3, the expression of recombinant fusion polypeptide and purifying
(1) a small amount of of recombinant fusion polypeptide is expressed and is identified
The pGEX-PG4 plasmid of electrophoresis checking is transformed into competent escherichia coli cell BL21 (DE3) (available from Novagen), picking list colony inoculation is in 2ml LB liquid nutrient medium, 37 ℃ of shaking culture are spent the night, be inoculated in the 3ml TB liquid nutrient medium that contains penbritin with 1: 100 then and cultivate, work as OD
600When reaching 0.8~0.9 left and right sides, add inductor IPTG induced protein and express, the IPTG final concentration is 0.1mM, and inducing temperature is 28 ℃.Inducing culture 5 hours, every during this time interval 1h sampling once, through centrifugal collection thalline (8000g, 4 ℃ centrifugal 10 minutes), with the resuspended thalline of Tris-HCl (pH6.8) damping fluid, carry out the 12%SDS-PAGE gel electrophoresis, carry out coomassie brilliant blue staining behind the electrophoresis, analyze the relation of induction time and expression amount.

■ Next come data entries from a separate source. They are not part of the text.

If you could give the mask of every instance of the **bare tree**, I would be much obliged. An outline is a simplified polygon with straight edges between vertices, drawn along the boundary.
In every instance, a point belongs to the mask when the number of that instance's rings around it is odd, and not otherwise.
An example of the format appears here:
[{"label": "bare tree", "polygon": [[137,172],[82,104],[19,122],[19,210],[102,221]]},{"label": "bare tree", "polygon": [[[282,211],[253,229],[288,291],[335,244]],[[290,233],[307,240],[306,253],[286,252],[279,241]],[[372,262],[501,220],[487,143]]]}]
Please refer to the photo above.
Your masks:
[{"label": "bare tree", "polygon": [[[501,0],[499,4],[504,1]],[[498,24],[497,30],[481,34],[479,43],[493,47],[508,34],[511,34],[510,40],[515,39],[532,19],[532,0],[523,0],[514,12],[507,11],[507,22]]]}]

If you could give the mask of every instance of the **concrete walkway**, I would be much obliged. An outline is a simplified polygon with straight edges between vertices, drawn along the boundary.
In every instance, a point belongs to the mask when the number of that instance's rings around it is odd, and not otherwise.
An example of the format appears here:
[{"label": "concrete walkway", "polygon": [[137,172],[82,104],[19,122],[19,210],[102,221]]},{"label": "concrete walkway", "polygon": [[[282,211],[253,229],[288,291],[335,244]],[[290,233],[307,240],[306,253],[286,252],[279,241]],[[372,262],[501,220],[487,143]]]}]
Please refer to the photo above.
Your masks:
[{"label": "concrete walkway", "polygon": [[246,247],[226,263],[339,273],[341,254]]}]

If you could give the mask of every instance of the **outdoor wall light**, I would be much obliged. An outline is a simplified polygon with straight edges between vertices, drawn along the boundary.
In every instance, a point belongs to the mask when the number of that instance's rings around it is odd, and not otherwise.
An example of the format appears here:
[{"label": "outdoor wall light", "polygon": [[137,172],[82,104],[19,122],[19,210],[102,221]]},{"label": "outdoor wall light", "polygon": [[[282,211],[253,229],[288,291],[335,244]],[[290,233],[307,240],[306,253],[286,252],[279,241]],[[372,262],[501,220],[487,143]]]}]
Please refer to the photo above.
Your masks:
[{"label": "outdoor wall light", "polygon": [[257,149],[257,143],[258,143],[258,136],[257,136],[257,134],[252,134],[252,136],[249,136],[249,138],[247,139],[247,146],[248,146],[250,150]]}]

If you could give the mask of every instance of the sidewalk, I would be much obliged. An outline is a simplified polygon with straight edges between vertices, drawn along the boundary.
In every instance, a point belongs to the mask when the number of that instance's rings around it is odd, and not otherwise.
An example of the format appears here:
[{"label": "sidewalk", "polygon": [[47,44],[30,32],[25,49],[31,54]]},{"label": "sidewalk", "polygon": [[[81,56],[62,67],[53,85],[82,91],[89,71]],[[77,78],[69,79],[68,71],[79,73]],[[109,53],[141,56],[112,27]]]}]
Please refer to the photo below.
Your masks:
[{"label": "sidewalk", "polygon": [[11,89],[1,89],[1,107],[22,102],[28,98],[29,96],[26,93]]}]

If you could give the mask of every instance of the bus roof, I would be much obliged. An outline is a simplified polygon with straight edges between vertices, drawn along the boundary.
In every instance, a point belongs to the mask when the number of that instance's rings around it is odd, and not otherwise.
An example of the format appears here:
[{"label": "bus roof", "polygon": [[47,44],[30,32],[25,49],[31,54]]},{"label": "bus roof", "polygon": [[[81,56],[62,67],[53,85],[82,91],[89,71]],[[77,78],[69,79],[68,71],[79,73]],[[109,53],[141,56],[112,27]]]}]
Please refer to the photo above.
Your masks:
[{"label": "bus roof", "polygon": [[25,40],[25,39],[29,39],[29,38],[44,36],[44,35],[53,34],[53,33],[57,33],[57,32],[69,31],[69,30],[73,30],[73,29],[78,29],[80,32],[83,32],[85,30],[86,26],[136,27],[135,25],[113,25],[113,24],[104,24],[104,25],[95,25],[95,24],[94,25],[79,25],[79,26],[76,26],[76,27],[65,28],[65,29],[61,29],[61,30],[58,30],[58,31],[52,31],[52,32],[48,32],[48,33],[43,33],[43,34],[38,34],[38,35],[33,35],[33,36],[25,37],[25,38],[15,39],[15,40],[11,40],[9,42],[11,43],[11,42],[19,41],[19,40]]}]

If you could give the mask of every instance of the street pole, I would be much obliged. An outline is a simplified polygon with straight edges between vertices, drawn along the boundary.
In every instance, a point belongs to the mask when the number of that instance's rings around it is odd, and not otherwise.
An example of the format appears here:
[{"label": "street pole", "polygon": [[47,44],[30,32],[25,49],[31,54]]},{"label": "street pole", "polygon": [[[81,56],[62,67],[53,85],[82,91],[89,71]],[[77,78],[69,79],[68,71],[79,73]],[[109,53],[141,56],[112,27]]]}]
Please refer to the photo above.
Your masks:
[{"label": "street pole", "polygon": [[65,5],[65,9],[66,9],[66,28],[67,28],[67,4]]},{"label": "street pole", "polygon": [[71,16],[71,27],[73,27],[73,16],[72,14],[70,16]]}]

The gel images analytical system is observed behind the SDS-PAGE electrophoresis, and inducing the back to produce molecular weight is the specific band of 28KD, and with the prolongation of induction time, expression amount increases gradually, reaches maximum expression amount to 4h.
(2) fermentation culture of recombinant fusion polypeptide
In 1 liter of TB substratum that contains penbritin, 37 ℃ of about 2.5h of fermentation culture are to the OD of inoculum with the engineering bacteria of 1: 100 ratio inoculation express recombinant polypeptide
600Be about 0.8, add IPTG (final concentration 0.1mM), carry out the abduction delivering recombinant polypeptide, continue fermentation culture 4h at 28 ℃.8000g collected thalline in centrifugal 10 minutes.With 5 times of weight in wet base volumes thalline is resuspended in PBS (pH7.4) damping fluid, under condition of ice bath, carries out ultrasonic disruption thalline (non-stop run 2sec, interval 4sec, co-processing 30min).Under 4 ℃,, collect supernatant liquor and broken precipitation respectively with the centrifugal 20min of thalline solution 45000g after the fragmentation.Carry out the 12%SDS-PAGE gel electrophoresis, carry out coomassie brilliant blue staining behind the electrophoresis, detect the solvable character (Fig. 2) of polypeptide.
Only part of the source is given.